It was inevitable that Syria's bloody civil war would engulf the 530,000 Palestinian refugees in the country. The UN Relief and Works Agency for Palestine Refugees in the Near East (UNRWA) confirms that 70-80 per cent have been displaced, with more than 56,000 fleeing into Lebanon. Of the residents who were living in Yarmouk Camp near Damascus, 85 per cent have now fled. For whatever perverse reasons, though, there are attempts to exploit this human tragedy at the expense of neighbouring Lebanon.


Efforts to keep the Palestinians out of what was essentially an internal conflict between the Assad regime and its people have failed tragically. With the increased involvement of regional and international parties, it was only a matter of time before the Syrian conflict subsumed everyone, Palestinians included. At the beginning of this month the number of Palestinians killed since the uprising began in 2011 stood at 1,354.

The Syrian regime and its allies in Iran and Lebanon expected to get the unconditional support of the exiled Palestinian factions. While some, notably the Popular Front for the Liberation of Palestine – General Command led by Ahmad Jibreel, fought alongside the regime to suppress the uprising, the Islamic Resistance Movement (Hamas) refused to get involved.

There were two fundamental reasons for Hamas's decision. First was its policy of non-interference in the internal affairs of its host countries or any others; the second relates to the lingering memory of Lebanon's 1975-1990 Civil War in which the PLO fought alongside Lebanese Muslims against Christians. By 1982, however, thousands of Palestinian refugees were killed, the PLO was forced out of Lebanon, and its military capability was shattered comprehensively.

For Hamas, the decision to sever ties with the Assad regime was not an easy one. Not only did the movement sacrifice its base in Damascus, but also its special relationship with Iran and Hezbollah. The subsequent deterioration of relations with all three culminated in last week's public call from Hamas on Hezbollah to withdraw its fighters from Syria. According to the statement, Hezbollah's involvement is fanning the flames of sectarianism across the Middle East.
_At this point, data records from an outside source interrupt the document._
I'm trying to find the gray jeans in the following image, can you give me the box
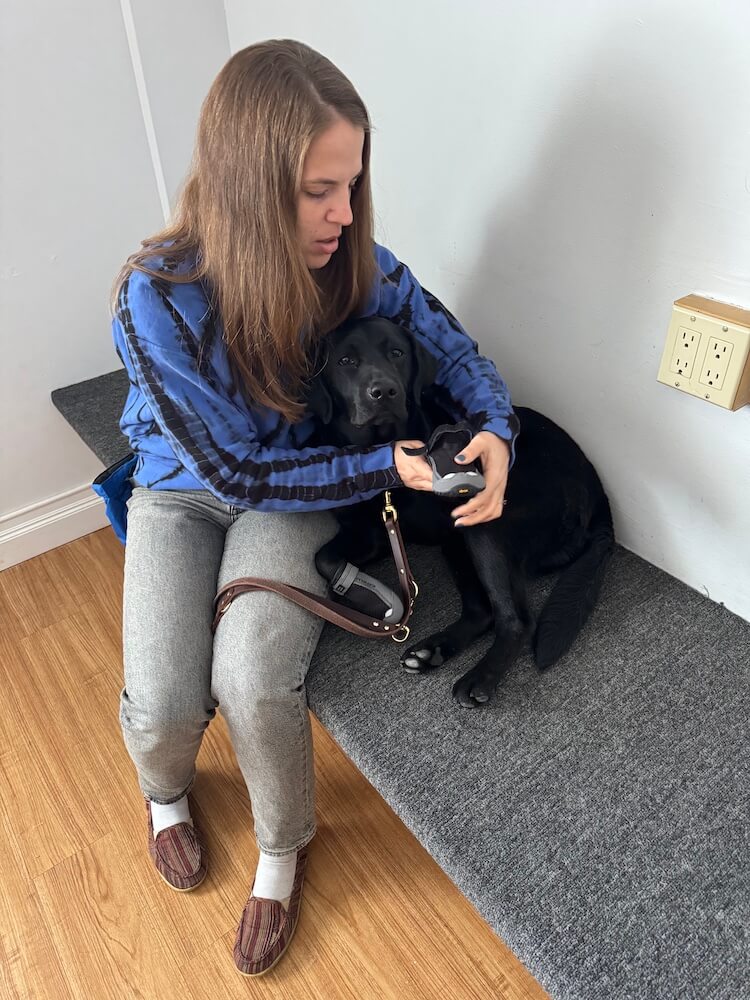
[121,486,337,855]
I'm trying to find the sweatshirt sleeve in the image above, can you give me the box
[113,270,400,511]
[371,244,520,464]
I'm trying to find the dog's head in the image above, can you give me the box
[307,317,439,446]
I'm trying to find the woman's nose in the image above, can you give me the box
[327,190,354,227]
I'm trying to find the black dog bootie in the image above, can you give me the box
[402,422,485,498]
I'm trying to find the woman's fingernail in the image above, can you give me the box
[456,454,466,463]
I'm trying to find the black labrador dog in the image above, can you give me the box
[307,317,614,708]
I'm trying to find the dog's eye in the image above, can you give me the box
[337,355,356,367]
[390,348,404,358]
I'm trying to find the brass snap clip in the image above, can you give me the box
[382,489,398,523]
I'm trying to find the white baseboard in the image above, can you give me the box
[0,484,111,571]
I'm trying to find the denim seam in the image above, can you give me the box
[143,774,195,805]
[295,614,323,842]
[256,826,317,857]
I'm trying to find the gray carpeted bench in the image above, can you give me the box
[53,370,749,1000]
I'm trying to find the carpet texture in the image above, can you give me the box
[52,369,129,467]
[307,544,749,1000]
[53,372,749,998]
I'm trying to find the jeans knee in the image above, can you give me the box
[213,669,306,720]
[120,687,214,747]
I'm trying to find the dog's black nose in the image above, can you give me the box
[367,382,399,401]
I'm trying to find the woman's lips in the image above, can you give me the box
[316,237,339,253]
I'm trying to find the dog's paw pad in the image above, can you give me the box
[401,645,443,673]
[452,673,495,708]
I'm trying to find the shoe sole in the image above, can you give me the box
[155,866,207,893]
[235,910,300,978]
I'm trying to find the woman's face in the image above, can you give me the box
[297,117,364,269]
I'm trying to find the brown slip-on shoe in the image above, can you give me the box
[146,799,207,892]
[233,847,309,977]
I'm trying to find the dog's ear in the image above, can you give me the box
[306,379,333,424]
[305,349,334,424]
[410,335,440,406]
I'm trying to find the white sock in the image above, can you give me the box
[150,795,193,837]
[252,849,298,907]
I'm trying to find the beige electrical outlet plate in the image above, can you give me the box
[657,295,750,410]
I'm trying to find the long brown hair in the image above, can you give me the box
[112,39,376,422]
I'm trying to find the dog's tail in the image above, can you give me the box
[533,494,615,669]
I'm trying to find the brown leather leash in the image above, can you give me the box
[211,491,418,642]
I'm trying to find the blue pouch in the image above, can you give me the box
[92,452,137,544]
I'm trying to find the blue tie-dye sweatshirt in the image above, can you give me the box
[111,242,518,513]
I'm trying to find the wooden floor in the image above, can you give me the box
[0,528,548,1000]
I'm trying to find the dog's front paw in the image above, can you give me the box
[400,632,457,673]
[451,668,497,708]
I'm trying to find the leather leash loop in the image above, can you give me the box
[211,492,417,641]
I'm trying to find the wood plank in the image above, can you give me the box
[0,787,72,1000]
[0,540,97,639]
[34,834,193,1000]
[0,625,111,876]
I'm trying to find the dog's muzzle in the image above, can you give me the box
[350,384,408,427]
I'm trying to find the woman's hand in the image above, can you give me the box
[450,431,511,527]
[394,440,433,491]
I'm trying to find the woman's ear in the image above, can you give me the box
[410,336,440,406]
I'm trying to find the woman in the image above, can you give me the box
[107,38,517,977]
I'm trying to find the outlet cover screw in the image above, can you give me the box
[722,325,728,332]
[690,315,696,322]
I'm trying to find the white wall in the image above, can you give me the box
[0,1,229,566]
[224,0,750,621]
[126,0,232,213]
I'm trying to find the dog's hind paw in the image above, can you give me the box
[451,669,496,708]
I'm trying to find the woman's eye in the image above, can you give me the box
[390,348,404,358]
[306,191,327,200]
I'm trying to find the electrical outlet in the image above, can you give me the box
[657,295,750,410]
[668,327,703,379]
[698,339,733,390]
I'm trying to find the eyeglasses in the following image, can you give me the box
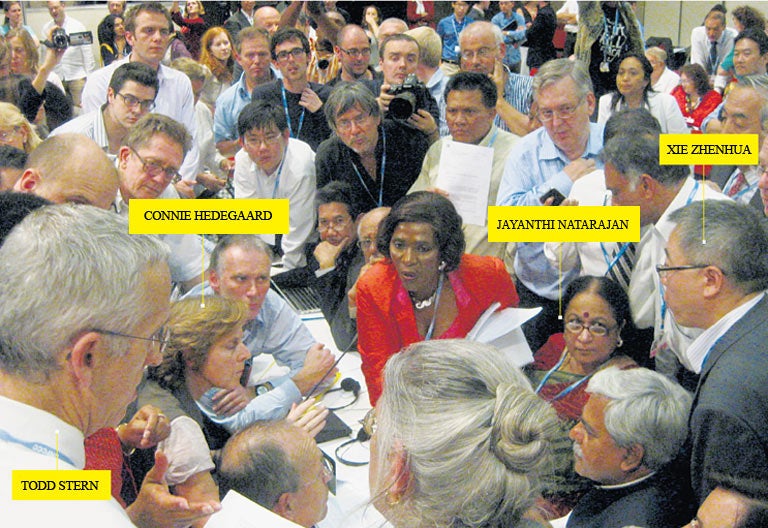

Both resistance movements had previously shared a common agenda of resistance to Israel's occupation of Lebanon and Palestine. Importantly, they both received political, financial and military support from the same source, Iran. And just as Hamas's departure from Damascus has caused logistical and other inconveniences, the rift with Hezbollah appears to be having negative consequences on the ground in Lebanon.

Recently, several regional media sources reported that the Lebanese organisation had given the Hamas leadership 48 hours to leave the country. They were followed by similar reports of visas not being granted to some Hamas officials to enter Lebanon. Still further, after the Syrian regime recaptured the town of Qusayr with the help of Hezbollah, more rumours began to emerge, including the claim that Hamas had sent fighters from its Izz al Din al Qassam Brigades to join the Syrian opposition.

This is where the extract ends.